Tiga tahun kuhabiskan waktu bersenang-senang di Jakarta tanpa pernah memedulikan anakku. Seorang duda tanpa anak yang usianya lebih tua delapan belas tahun dariku, menginginkanku menjadi istrinya setelah melihatku bernyanyi di sebuah acara pernikahan. Aku luar biasa senang dan merasa beruntung. Meskipun duda dan setengah baya, lelaki itu adalah seorang pengusaha yang restorannya memiliki puluhan cabang di Indonesia. Aku tidak perlu lagi susah-susah bernyanyi untuk mendapatkan tas atau baju bermerek, untuk mendapatkan segala kemewahan yang telah lama kudambakan. Sebab, bersama Mas Haris, aku hanya hidup dalam keterbatasan ekonomi, yang dengan entengnya dibantah lelaki itu. “Kehidupan kita sudah lebih dari cukup, Rin. Kita harus pandai bersyukur, pandai mengelola keuangan. Harta yang banyak pun akan habis jika tidak dikelola dengan baik.”
Aku muak dengan nasihat bijak seperti itu. Aku muak dengan Mas Haris yang setiap bulan hanya bisa memberi tiga juta lima ratus ribu untuk biaya hidup. Aku muak dengan lelaki yang tidak mau menjual tanah warisan orang tuanya untuk mengganti motor kami dengan mobil, untuk mengganti BTN dengan rumah mewah, untuk membelikanku barang-barang bermerek. Aku muak, maka seluruh kemuakan itu langsung kujadikan tombak untuk menggugat cerai Mas Haris. Bukan itu saja, aku bahkan lancang mengatakan bahwa telah ada lelaki lain yang kucintai. Lelaki yang seratus kali lebih mapan dari Mas Haris.

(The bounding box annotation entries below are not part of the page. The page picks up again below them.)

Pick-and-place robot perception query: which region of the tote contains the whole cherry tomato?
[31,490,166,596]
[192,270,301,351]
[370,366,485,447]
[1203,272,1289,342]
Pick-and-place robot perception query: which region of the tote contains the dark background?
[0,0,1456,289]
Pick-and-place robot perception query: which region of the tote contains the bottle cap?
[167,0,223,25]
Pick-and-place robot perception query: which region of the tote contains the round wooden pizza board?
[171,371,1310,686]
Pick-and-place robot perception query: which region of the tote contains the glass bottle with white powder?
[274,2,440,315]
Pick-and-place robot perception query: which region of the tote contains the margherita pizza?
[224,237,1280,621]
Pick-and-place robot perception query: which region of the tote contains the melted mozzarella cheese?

Meski keinginan bercerai bukan pertama kali kuungkapkan saat itu, Mas Haris tetap kaget dan sangat terpukul dengan keputusanku. Dia meminta aku tenang, sabar, dan berpikir ulang. Dia memberiku nasihat demi nasihat, terutama untuk  membuka mataku bahwa harta bukanlah kunci utama kebahagiaan. “Mewah adalah kesederhanaan yang dibalut kebersamaan, Rin. Kebersamaan dengan orang-orang yang menyayangi kita sepenuh hati.” Sebagai guru BK di sebuah SMA, Mas Haris punya ribuan kalimat bijak, yang seringkali melegakan, tetapi lebih sering menjengkelkan bagiku.
Kenyataannya, Mas Haris benar. Meski tiga tahun aku hidup dalam kemewahan, tidak sedikit pun kuraih kasih sayang keluarga. Suamiku datang hanya di saat dia menginginkan pelukan, sedangkan ibu mertuaku yang entah mengapa sangat benci padaku, selalu membuatku terlihat rendah di mata orang lain. Beberapa teman sudah sering melaporkan keberadaan perempuan lain suamiku, tetapi aku berusaha untuk tidak memercayai mereka. Sesungguhnya, hati kecilku memendam banyak kecurigaan, keresahan, tetapi semuanya tertutupi oleh ketakutan. Aku takut segala kemewahan yang diberikan suamiku, direnggut kembali dalam sekejap. Direnggut oleh kenyataan buruk: perselingkuhan.
Dua hari lalu, kenyataan itu menampakkan diri. Seorang teman mengirimkan alamat hotel tempat suamiku (katanya) berkencan. Saat memergoki suamiku dengan seorang perempuan di tempat tidur, kukira dia akan menyesal, karena sebenarnya aku sudah siap membukakannya pintu maaf. Ternyata, suamiku malah memaki, mengataiku tidak tahu diri, dan dengan entengnya dia langsung melontarkan kata cerai.
Menyakitkan!
Tanpa kusadari, ingatan-ingatan itu membuat pipiku kini basah oleh air mata. Mula-mula menetes tanpa suara, lalu isakan lolos dari mulutku. Sopir di depan kemudi menoleh kecil, “Maaf, Mbak," tegurnya, "ada masalah?”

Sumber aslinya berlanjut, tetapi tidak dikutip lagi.